マスターは平皿の上に盛られたチキンライスを料理人に差し出した。一口食べると、
「こんな味してたのに、作れなくなってた、みんなに食べて欲しかったのに」
彼の名は和正。小さい頃から自宅で家族の食事を作ったりしていた。家業は農家であり、家族が田に畑に忙しくしている姿を見て、家族のために料理を作っていた。
そんな少年時代に彼の友達が遊びに来て、お腹を空かしているのを見つけると、簡単なチキンライスを作って出してあげた。
「なにこれ、ちょーうめぇじゃん!」
和正は嬉しかった。自分の料理を、家族以外の人に初めて食べてもらった。美味しいと言ってもらえる喜び。彼の中で料理人を目指すきっかけとなった。
彼は成長し、専門学校を卒業後、ホテルの調理場に就職した。しかし、中々修行は上手くいかない。そして金融不安が起こり、ホテルは潰れてしまう。
和正はいろんなところで修行した。料亭、レストラン、ラーメン屋、居酒屋まで和洋中関係なく。
頑張って自分の店を持つために。
ある程度お金が貯まった時、ある男が近づいてくる。
「いい居抜きの店舗があるんですが」
内見に行くと理想的な店であった。テーブルとカウンター、調理場からはお客さんの顔が良く見える。
「よし、決めました。契約お願いします」
和正は契約のために貯めていたお金を渡した。
しかし、和正は店を持つことが出来なかった。
ある男は姿を消した。あの男はペテン師で、何人も騙されていた。
和正はお金を失い、ショックの余り、料理をすることができなくなった。その後、白い世界へとやってきた。
ある男とは、あのペテン師の悟である。こんなところでも騙しやがって。
白い世界で、匂いにつられて入った喫茶店。
ショックの余りに、失ってしまった味。
和正は、ゆっくり味わいながらチキンライスを食べると、マスターにお礼を言って扉を出ていった。
神の前
[願いを言え。
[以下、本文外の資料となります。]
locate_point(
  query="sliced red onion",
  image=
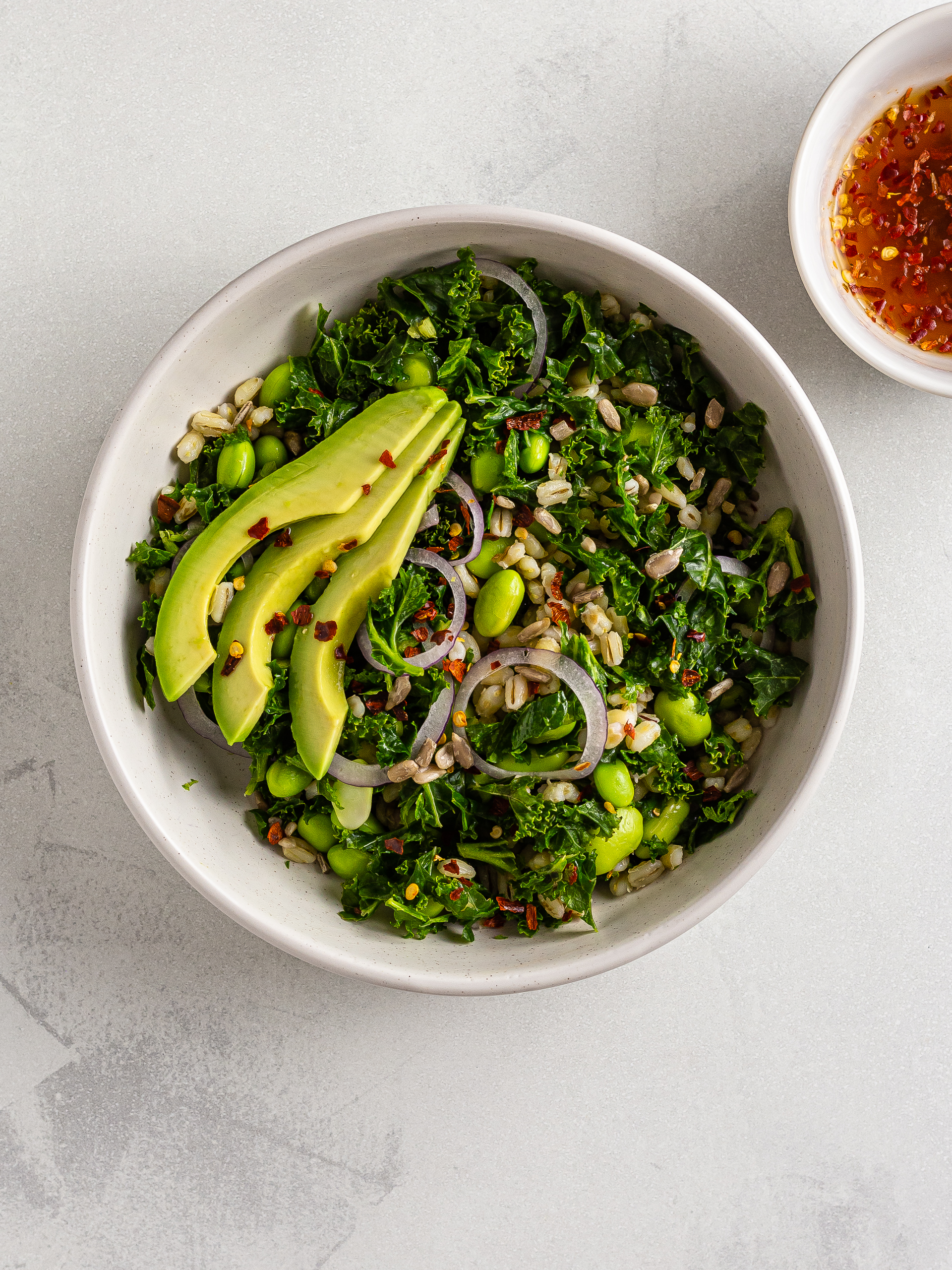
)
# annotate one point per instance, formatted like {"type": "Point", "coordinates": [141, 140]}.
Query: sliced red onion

ひとつ叶えてやる]
和正は
料理人として、食べる人の喜ぶ顔が見たい
神は願いを叶えた。
新しい世界
行列の先にはあの居抜きの店舗。
「あのオムライスの店、とっても美味しいよね」
「チキンライスがいい味出してる」
「あの伝染病が流行っていた時も、パックに詰めて、うちでも食べれるようにしてくれた」
「コックさんが優しいんだ。いつも笑顔で」
店の中では、子供が目を輝かせながらオムライスを食べている。店の中がよく見える調理場からは、満員のテーブルとカウンターを見て、嬉しそうにフライパンを振る料理人がいた。
神は気まぐれだ。神のテーブルの上にはパックに入ったチキンライス。神も美味しいものには、弱い。
彼のために、あのペテン師は違う世界にしたことは、神のみぞ知るところである。